Speaking at a press conference in Titusville, DeSantis addressed rumors that he intended to remove Soros-backed Orange County State Attorney Monique Worrell from her post.
“I think she was making rummagings [sic] about that,” he told reporters. “If she thought somehow she was going to be removed, why is she thinking that? Is she doing something that deserves removal?”
The governor smiled as he asked the rhetorical question. DeSantis has previously asserted that Worrell “thinks you don’t prosecute people, and that’s the way you somehow have a better community.”
The governor made national headlines after he suspended Hillsborough County State Attorney Andrew Warren in August 2022 for “putting himself publicly above the law.” Media reports indicated DeSantis has considered doing the same to Worrell.
“SOFT ON CRIME”
In February, U.S. Senator Rick Scott (R-FL) pointed the finger at Worrell’s “leftist, soft-on-crime” approach as an enabling factor behind a deadly shooting in Pine Hills allegedly perpetrated by Kevin Moses – a 19-year-old with a lengthy criminal record.
“Every prosecutor that chose to give this young criminal a pass should be fired TODAY,” Scott wrote in a statement. “State Attorney Worrell must immediately account for how her office failed to protect the community from a violent criminal and outline what she's changing to ensure it doesn't happen again.”
On February 28, the governor ordered Morell’s office to turn over documentation related to its handling of Moses.
Last month, the Florida Department of Juvenile Justice (DJJ) found that the ninth judicial circuit – led by Worrell – had the worst processing time for juveniles.
Speaking at the Marion County NAACP Freedom Fund gala on Friday evening, Morell said she believes she’s the victim of a “witch hunt.”

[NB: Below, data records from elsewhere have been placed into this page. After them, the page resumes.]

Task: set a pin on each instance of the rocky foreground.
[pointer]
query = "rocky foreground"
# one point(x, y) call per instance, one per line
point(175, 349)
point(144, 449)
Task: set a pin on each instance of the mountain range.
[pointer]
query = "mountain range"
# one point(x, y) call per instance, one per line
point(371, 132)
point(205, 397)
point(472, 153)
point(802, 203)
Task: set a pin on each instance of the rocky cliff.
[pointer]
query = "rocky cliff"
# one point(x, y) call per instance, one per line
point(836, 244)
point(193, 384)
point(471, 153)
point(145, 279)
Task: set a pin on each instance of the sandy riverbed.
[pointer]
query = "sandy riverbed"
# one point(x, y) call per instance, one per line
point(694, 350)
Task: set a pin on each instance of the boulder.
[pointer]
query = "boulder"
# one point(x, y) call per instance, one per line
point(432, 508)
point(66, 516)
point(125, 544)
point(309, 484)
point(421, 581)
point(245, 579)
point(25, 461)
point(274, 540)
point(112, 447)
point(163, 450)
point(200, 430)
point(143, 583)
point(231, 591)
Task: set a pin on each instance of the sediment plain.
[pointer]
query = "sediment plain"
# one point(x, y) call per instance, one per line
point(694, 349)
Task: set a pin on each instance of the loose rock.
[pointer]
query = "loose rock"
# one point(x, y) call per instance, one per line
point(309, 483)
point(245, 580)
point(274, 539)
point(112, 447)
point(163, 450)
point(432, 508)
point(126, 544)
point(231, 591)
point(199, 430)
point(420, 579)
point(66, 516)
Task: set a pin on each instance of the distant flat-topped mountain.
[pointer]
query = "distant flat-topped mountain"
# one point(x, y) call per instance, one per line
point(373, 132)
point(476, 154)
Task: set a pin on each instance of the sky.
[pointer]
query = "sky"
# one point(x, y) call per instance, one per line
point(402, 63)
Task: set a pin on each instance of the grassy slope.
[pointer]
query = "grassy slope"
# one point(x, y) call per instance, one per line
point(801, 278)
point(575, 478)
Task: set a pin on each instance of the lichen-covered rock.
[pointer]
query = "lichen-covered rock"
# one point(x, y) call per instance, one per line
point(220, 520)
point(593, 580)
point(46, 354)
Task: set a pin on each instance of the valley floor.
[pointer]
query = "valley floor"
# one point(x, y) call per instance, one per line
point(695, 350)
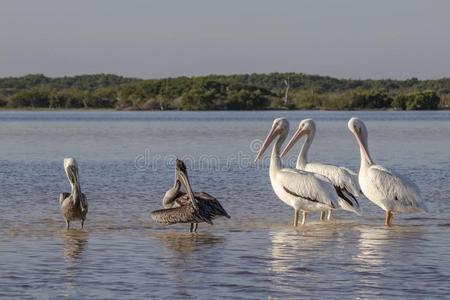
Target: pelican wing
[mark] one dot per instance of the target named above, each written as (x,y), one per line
(208,205)
(393,187)
(62,197)
(181,214)
(345,182)
(308,186)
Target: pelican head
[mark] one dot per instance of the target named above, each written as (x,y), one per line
(71,169)
(359,130)
(280,127)
(306,127)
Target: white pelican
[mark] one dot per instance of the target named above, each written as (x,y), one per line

Worrell claims that a Republican state committeewoman requested information on Friday related to human trafficking cases that her office had dropped.
“She said she needed it for an event with the governor on Monday and then went on to talk about how these prosecutors across the state are not following the law,” Worrell said, according to the Ocala Gazette. “And you know, they need to be stopped or something along those lines.”
Worrell defended her office’s handling of the previous Moses arrests, claiming she presided over only one of his past cases. She told the paper that she has advocated for “reforming laws that would give the juvenile system more teeth.”
Worrell also issued a statement on Friday that accused DeSantis of seeking to “build and justify a baseless case against a prosecutor he simply disagrees with politically.”